«Премия людей, которые заработали достаточно денег, чтобы подумать об искусстве»

We use cookies. Read the Privacy and Cookie Policy

«Премия людей, которые заработали достаточно денег, чтобы подумать об искусстве»

Григорий Горин сделался председателем отборочного жюри новой актерской премии «Кумир». Эта должность была ему предложена после смерти другого превосходного кинодраматурга — Эмиля Брагинского. Особенность «Кумира» в том, что она задумана как премия деловых кругов. Естественно, все эмоции, вызываемые у российской интеллигенции словосочетанием «деловые круги», автоматически переносятся на премию и отчасти на Горина.

[Дмитрий Быков:]

— Григорий Израилевич, не смущает ли вас нечто в самом сочетании актерской премии с «деловыми кругами»? Боюсь, в интонации презентационных речей — и, увы, даже в вашей — благодарность этим кругам выглядит как реверанс в сторону партии родной, как благодарность за счастливое детство.

[Григорий Горин:]

— Прямой вопрос — прямой ответ. Словосочетание «деловые круги», когда речь заходит об искусстве, меня действительно смущает. И если бы наименование премии зависело от меня, она называлась бы, вероятно, так: «Премия людей, которые заработали достаточно денег, чтобы иметь возможность подумать об искусстве». Это было бы менее формально и более откровенно.

Насчет реверансов в сторону родной партии.
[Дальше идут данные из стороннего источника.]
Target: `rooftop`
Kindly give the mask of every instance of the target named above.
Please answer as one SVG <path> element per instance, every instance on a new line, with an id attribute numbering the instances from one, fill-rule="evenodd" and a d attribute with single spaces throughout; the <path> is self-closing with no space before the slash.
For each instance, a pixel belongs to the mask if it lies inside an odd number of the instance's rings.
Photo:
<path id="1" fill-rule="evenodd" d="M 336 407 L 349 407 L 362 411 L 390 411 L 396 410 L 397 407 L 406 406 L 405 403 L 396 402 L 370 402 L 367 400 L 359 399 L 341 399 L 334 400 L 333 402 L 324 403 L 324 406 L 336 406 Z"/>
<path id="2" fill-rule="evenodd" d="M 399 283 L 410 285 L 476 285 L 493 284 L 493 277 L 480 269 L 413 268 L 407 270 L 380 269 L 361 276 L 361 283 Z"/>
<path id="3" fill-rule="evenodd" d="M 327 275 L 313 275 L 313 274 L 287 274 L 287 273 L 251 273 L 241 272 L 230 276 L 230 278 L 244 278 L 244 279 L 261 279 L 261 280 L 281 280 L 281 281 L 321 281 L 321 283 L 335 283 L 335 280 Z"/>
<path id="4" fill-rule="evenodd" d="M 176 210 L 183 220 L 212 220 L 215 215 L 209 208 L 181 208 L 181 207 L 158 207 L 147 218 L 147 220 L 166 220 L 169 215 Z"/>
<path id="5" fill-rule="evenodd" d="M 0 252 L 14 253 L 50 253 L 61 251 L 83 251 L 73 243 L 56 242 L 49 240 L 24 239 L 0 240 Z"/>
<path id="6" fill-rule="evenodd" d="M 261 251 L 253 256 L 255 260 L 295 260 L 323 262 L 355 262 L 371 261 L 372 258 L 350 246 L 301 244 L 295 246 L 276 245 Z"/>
Да, на ином собрании деятелей культуры о спонсоре говорят даже более подобострастно, чем когда-то — о секретаре горкома товарище Пупове, почтившем наше собрание своим присутствием… Восторга, как вы понимаете, это не вызывает. Но у деятелей искусства, коль скоро мы рискуем так называться, есть профессиональный интерес, художественная задача пробраться между двумя отвратительными крайностями.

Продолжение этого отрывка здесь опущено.